Primary functioning hepatic paraganglioma mimicking hepatocellular carcinoma: A case report and literature review

Abstract

Introduction: Hepatic paraganglioma (HPGL) originates from the sympathetic nervous tissue in the liver, and is an extremely rare type of the sympathetic paragangliomas. Till now, only 11 HPGL cases have been reported.

Case presentation: A 49-year-old woman presented to our hospital with a lesion in the right lobe of the liver, which grew from 2 to 6 cm in 2 years. In addition, she had a 6-year history of diabetes. The patient was initially diagnosed as hepatocellular carcinoma and hepatectomy was performed. Surgical resection of the liver lesion was successful, but the blood pressure rose and fell sharply when the lesion was being removed. The pathological examination of the liver lesion showed that it was HPGL. After the operation, the patient recovered uneventfully. Follow-up examination showed the blood glucose level went back to the normal range in 20 days after the operation, and MRI and I-MIBG scan showed that there was no evidence of recurrence and metastasis in >2 years.

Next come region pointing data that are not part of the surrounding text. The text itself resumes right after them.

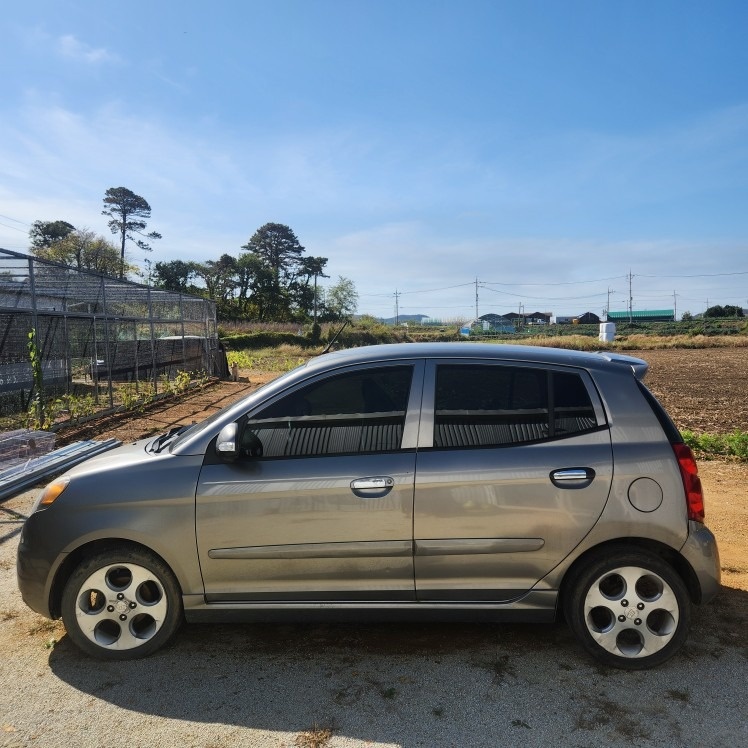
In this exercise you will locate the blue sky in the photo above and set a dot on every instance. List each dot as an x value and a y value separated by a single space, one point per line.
547 149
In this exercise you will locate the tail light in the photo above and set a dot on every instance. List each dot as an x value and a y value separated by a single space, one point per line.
691 482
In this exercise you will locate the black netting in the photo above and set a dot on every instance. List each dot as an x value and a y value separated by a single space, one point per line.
93 332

Conclusion: By means of reporting this case and reviewing 11 reported cases, we conclude that the incidence of HPGLs is extremely low and the clinical and radiological characteristics of HPGLs are nonspecific; thus, it is hard to diagnose HPGLs correctly. Surgical resection is curative therapy for HPGLs, whereas the removing of HPGLs may cause the releasing of catecholamine, and then lead to hypertension crisis and arrhythmia. Thus, antihypertensive therapy is necessary during the operation. Follow-ups after the operation are important for HPGL patients, for pathological examinations are not sufficient to differ malignant HPGLs from benign ones, and follow-ups are helpful for HPGL patients to find the recurrent foci or metastases timely.

Figure 1

Preoperative radiological examination of the reported case. (A) Ultrasonography revealed a hypoechoic mass with its diameter of 5.7 × 4.9 cm (A1), color Doppler flow imaging indicated that the mass was next to the second porta of liver (A2). From (A) to (C), yellow arrows heads direct the liver lesion; (B) abdominal MRI scanning. T1-weighted magnetic resonance (MR) image showed a low signal intensity mass which located in the segment 7 and 8 and caudate process of the liver (B1), and T2-weighted MR image showed the lesion is of high signal intensity (B2); MR with diffusion-weighted images showed that the mass was hyperintensity with restricted diffusion (B3); MR with perfusion-weighted imaging showed the mass was hyperenhanced in the arterial phase (B4) and de-enhanced in the portal phase (B5); coronal view of 2D-FIESTA sequence images showed the mass is close to the right hepatic vein (B6) and the right posterior branch of the portal vein (B7); and MR cholangiopancreatography showed no obvious abnormality in the bile duct (B8); (C) abdominal computed tomography (CT) scanning. Plain CT scan showed a hypoattenuating liver lesion (C1); arterial phase showed nodular enhancement of the lesion (C2); portal phase showed a low density nodule(C3); (D) 3D reconstruction of CT images. anterior view (D1-D4) and upper view (D5) of the reconstructed images of liver are showed. The liver lesion is labeled with light green, liver is labeled with auburn, abdominal aorta, and hepatic artery are labeled with red, portal vein and its branches are labeled with cyan, and hepatic vein and inferior vena cava are labeled with blue.

Figure 2

Postoperative pathological examination of the reported case. (A) Gross appearance showed the cut surface of the mass; (B) Hematoxylin-eosin staining of tumor tissue (black arrow). Original magnification: 200×; (C) immunohistochemical staining for indicated markers. Original magnification: 200×.